My experiences as a dancer and boxer shape my work. In my paintings, I present women’s bodies in a deconstructed, dynamic, and expressive manner. I find release, control, and connection to myself through movement. Contradictory to historical preconceptions of how women should submissively behave, I use bold line, forceful gesture, and jarring color combinations to counteract these presumptions and portray strength. Bodies are universal vehicles of expression, yet are infinitely unique in the ways each inner self projects through the bodily structures, acting as vessels for our true selves. The figures in my paintings exemplify the rejection of historical conventions, and proclaim directiveness, confidence, and strength through gesture.
Power is an intangible energy our Western society has rules as to how it is presented, accepted, and challenged. Women historically materialize in media not as themselves, but through the lens of men as caricatures of who they should be. As a little girl, I observed my “predestined” role of being a dainty, pretty, and passive feminine individual being laid out in front of me; there wasn’t room for power or strength in these presented rules. I paint to challenge these limiting directives.
These paintings are inspired by cubists and abstract expressionists through paint application to create the sense of dynamic, abstracted figures existing in a color field of a space. These paintings challenge the bravado, male dominated work made at that time.

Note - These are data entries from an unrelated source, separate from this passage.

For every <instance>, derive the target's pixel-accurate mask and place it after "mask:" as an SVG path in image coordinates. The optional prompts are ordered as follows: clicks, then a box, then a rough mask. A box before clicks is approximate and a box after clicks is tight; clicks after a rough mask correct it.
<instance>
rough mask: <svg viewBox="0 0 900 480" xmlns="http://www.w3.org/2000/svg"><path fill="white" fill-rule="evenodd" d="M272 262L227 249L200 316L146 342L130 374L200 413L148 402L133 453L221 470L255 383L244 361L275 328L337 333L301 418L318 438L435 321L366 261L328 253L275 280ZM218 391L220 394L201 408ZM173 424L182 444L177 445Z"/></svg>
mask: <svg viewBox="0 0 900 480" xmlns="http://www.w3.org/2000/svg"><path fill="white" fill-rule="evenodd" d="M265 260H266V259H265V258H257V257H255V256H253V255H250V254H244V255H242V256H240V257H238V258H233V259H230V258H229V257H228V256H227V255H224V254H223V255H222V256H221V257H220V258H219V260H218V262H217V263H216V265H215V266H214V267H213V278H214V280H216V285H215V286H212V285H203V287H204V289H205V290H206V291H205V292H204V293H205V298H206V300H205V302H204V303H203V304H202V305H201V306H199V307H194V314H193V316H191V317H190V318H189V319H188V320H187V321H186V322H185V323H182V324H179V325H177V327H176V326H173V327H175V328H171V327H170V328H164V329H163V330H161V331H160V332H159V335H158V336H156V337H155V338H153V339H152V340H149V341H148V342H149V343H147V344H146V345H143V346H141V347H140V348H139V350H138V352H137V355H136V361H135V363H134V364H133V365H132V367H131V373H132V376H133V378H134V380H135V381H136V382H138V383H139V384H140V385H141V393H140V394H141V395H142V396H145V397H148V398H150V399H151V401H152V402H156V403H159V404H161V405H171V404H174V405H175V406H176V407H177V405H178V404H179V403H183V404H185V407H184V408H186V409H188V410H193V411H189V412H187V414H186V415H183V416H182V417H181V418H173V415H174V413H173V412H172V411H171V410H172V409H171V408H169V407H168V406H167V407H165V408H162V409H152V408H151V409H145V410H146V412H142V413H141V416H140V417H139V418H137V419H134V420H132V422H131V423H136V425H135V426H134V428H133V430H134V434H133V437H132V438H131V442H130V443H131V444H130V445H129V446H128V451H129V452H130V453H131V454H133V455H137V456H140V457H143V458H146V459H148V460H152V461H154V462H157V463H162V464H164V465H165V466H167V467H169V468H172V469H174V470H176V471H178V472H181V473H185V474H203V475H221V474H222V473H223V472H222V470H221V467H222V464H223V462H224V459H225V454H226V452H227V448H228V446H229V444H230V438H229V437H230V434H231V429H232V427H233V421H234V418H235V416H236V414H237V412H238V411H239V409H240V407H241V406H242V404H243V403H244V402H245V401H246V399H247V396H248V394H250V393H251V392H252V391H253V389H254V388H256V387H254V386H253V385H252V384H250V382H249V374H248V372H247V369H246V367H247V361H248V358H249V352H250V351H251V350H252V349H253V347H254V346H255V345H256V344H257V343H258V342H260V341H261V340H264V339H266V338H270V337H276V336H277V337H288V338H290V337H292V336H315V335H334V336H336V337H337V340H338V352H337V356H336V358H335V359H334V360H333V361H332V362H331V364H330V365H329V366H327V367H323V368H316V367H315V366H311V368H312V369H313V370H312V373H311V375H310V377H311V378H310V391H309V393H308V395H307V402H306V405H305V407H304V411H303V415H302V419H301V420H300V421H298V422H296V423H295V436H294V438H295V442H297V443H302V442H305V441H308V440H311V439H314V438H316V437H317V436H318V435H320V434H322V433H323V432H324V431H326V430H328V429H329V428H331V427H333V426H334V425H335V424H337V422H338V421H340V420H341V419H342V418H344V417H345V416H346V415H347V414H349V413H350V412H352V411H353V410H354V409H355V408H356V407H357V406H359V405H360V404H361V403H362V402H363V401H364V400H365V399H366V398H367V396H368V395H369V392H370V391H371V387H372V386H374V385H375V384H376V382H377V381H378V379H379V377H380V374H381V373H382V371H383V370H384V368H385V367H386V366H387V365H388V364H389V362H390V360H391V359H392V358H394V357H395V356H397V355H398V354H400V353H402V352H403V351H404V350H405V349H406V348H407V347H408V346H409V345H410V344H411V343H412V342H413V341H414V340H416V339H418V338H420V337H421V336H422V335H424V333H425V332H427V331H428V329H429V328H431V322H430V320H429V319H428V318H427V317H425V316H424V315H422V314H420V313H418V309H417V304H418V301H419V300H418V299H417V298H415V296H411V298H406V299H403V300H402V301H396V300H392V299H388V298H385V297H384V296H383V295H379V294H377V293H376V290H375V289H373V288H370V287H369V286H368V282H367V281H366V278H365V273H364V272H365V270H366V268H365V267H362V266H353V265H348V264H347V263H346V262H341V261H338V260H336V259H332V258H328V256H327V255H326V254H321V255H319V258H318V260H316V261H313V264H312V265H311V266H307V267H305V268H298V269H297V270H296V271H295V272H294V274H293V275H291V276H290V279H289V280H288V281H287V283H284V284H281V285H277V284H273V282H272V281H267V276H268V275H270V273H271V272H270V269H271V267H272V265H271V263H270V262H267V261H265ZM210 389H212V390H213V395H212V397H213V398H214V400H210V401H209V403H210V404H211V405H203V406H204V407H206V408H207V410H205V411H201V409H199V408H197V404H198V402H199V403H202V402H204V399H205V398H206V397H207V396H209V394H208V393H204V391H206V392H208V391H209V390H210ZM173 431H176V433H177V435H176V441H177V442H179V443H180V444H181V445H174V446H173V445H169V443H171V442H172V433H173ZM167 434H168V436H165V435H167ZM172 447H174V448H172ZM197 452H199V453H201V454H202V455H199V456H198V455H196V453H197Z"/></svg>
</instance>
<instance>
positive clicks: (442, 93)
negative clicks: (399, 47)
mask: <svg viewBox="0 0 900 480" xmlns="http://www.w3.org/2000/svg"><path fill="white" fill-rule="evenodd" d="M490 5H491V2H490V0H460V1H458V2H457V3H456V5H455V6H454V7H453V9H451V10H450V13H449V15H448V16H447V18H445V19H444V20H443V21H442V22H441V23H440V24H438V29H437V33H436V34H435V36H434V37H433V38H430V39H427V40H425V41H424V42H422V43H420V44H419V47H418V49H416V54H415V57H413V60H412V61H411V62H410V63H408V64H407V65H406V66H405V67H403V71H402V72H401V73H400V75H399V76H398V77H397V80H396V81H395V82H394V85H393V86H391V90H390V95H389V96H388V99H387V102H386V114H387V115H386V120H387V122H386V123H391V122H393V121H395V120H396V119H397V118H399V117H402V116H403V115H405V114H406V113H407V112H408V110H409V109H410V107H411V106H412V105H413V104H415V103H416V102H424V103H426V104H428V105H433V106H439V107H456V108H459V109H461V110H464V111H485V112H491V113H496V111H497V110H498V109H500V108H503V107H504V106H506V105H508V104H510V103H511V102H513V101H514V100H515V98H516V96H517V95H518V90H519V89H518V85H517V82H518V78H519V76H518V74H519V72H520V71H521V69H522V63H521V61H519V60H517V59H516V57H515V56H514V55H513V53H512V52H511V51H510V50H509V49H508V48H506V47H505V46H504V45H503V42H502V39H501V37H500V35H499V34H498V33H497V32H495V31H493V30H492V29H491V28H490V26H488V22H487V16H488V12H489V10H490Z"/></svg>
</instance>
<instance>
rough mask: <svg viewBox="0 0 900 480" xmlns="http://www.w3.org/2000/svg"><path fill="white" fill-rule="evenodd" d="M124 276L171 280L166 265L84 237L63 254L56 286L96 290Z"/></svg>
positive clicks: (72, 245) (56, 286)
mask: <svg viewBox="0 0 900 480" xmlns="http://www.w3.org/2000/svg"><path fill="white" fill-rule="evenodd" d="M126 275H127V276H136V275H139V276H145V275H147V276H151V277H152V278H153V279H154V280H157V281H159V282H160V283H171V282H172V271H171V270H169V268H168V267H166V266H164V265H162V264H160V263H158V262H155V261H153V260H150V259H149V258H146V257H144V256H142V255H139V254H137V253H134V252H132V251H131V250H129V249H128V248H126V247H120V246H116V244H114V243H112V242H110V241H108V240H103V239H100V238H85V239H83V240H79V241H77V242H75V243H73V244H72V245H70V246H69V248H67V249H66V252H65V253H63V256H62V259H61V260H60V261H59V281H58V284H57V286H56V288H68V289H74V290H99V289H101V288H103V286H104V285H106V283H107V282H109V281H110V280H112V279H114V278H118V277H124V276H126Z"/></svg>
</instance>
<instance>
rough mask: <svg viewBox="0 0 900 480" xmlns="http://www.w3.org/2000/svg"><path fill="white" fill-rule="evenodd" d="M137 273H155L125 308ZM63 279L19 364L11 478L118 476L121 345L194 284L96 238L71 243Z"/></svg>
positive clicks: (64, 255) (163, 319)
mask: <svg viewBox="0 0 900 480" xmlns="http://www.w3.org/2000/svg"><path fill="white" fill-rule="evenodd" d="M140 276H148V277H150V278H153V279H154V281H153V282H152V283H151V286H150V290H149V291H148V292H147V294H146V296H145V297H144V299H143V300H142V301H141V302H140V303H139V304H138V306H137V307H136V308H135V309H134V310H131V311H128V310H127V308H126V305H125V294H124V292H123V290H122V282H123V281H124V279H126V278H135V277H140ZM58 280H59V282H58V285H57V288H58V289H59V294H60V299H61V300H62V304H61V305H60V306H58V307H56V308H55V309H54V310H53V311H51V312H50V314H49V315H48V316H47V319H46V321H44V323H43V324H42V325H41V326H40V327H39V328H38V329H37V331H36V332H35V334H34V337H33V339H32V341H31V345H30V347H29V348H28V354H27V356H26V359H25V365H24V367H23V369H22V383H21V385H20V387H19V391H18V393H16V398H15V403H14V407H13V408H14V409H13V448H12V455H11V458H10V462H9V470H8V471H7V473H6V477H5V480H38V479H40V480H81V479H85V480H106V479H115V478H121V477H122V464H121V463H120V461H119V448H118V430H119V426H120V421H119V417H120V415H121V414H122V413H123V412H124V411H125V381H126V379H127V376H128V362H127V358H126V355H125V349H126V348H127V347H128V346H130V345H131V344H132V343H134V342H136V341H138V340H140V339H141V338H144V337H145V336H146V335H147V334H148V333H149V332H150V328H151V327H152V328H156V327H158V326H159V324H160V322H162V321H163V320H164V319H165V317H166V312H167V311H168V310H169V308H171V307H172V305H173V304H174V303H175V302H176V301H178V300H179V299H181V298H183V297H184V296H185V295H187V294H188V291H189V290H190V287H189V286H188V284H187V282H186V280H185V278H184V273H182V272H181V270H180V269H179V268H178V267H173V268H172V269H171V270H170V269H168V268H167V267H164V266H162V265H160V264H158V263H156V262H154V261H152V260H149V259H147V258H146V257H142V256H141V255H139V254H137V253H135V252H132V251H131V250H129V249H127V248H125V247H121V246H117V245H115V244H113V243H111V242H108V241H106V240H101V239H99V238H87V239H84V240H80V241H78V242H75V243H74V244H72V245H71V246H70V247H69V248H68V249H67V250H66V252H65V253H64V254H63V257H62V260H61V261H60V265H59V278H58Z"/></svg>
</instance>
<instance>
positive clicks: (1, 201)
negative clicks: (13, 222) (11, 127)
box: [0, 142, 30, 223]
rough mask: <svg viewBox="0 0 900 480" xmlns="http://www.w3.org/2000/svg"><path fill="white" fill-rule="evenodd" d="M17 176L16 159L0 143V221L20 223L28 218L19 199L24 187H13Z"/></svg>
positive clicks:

Abstract painters from that time showed off their masculinity and power in their work. I pull from their techniques to present a fresh, opposition through my own narrative as a woman. The vibrant imagery sits on heavy, large, and sturdy panels, acting just as the bodies painted on them do in the act of not being afraid of taking up their space. The women in my work act to defy their traditional submissive, one-dimensional roles by expressing roaring, bold energy through their bodies.